Crawling

Crawl mode lets you systematically browse and extract content from multiple pages of a website starting from a single URL.

Options

You can customize the extraction process with the following options:

AI Refinement: Uses a generative AI model to clean up the extracted Markdown. This can help fix formatting issues, remove redundant whitespace, and improve overall readability.
No Cache Mode: Forces the scraper to re-fetch the content from the website, ignoring any previously cached versions.
Custom Body Selector: Specify a CSS selector (e.g., main, #content, .article-body) to target a specific part of the page for extraction. This is useful for noisy pages where you only want the main content.

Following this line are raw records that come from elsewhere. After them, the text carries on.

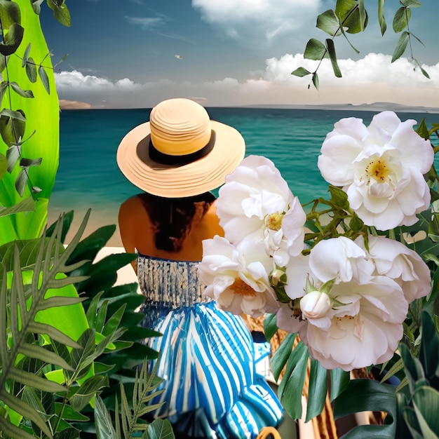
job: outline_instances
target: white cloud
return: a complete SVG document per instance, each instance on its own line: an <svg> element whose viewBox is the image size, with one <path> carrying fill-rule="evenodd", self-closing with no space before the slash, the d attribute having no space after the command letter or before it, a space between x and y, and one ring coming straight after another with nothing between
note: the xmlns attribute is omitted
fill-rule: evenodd
<svg viewBox="0 0 439 439"><path fill-rule="evenodd" d="M364 58L339 60L343 77L334 76L325 60L318 69L320 88L308 89L311 76L291 75L298 67L312 72L318 62L302 55L285 55L266 60L259 79L240 82L234 78L193 83L161 79L144 83L129 79L116 81L74 70L55 74L60 99L86 102L93 107L144 108L170 97L202 96L206 106L250 104L362 104L388 102L405 105L438 107L439 63L423 66L431 79L401 58L391 63L388 55L370 53Z"/></svg>
<svg viewBox="0 0 439 439"><path fill-rule="evenodd" d="M126 15L125 18L130 25L140 26L142 29L148 29L163 26L166 21L163 17L130 17Z"/></svg>
<svg viewBox="0 0 439 439"><path fill-rule="evenodd" d="M192 7L224 34L257 50L262 46L291 46L295 34L315 26L321 3L320 0L192 0Z"/></svg>

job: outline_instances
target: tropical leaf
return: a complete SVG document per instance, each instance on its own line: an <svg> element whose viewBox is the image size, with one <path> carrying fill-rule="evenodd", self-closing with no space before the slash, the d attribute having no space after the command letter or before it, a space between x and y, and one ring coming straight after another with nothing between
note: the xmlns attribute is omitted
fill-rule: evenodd
<svg viewBox="0 0 439 439"><path fill-rule="evenodd" d="M34 135L26 142L27 156L42 157L40 166L29 170L30 184L26 189L25 196L31 195L32 187L41 187L42 191L38 198L35 197L35 210L27 215L20 213L0 217L0 245L17 239L39 238L47 221L47 207L49 196L55 183L59 158L59 100L55 93L55 79L50 57L39 22L39 15L32 8L29 0L15 0L4 3L18 5L21 11L21 25L26 29L22 43L17 49L18 56L11 56L8 62L8 77L4 80L14 81L22 90L32 90L38 99L22 97L13 93L11 110L21 109L27 116L26 133ZM35 2L34 2L34 4ZM32 83L27 76L26 69L22 67L25 52L32 42L31 53L39 62L44 60L43 65L46 69L52 93L48 95L41 81ZM32 79L32 77L31 77ZM10 90L7 94L10 94ZM28 136L27 136L28 137ZM7 144L0 141L0 154L6 155ZM14 189L19 169L13 170L0 180L0 205L11 207L22 201Z"/></svg>
<svg viewBox="0 0 439 439"><path fill-rule="evenodd" d="M44 361L48 364L58 365L65 370L72 367L67 362L56 352L48 350L35 343L34 337L29 334L48 335L60 343L76 347L75 340L46 323L39 322L37 316L41 311L53 306L68 306L81 302L79 297L66 297L55 294L47 295L50 290L56 291L74 282L82 281L82 277L60 277L60 274L69 273L78 268L82 262L67 265L66 262L74 250L75 245L83 233L88 217L86 216L77 234L72 241L72 248L65 251L60 244L60 234L62 221L55 228L54 234L46 243L45 236L40 239L40 245L35 258L34 270L32 275L32 283L25 287L20 266L19 249L15 246L13 253L13 276L10 289L9 301L7 298L7 280L6 267L4 267L3 278L0 285L0 400L20 415L29 419L48 438L52 438L45 419L33 407L15 395L8 391L6 384L8 380L29 386L46 392L64 392L65 387L55 381L46 379L29 371L19 368L18 361L22 356ZM52 255L53 257L52 258ZM29 339L32 340L29 342ZM0 429L8 431L8 421L0 417ZM8 433L9 434L9 433ZM17 432L12 437L18 435ZM20 433L20 435L22 433Z"/></svg>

Crawl Max Pages: Limits the total number of pages the crawler will process.
Crawl Depth: Defines how many "clicks" away from the starting page the crawler is allowed to go. A depth of 1 will only crawl pages directly linked from the start page.

After an extraction job is complete, the results are displayed in a tabbed interface.

URL List: Shows a list of all processed URLs and their status. You can click on any URL to view its content.
Preview: Renders the extracted Markdown as formatted text, giving you a clean reading experience.
Code: Shows the raw Markdown code, which you can easily copy.

You can use the Copy and Download buttons to save the content of the currently viewed result.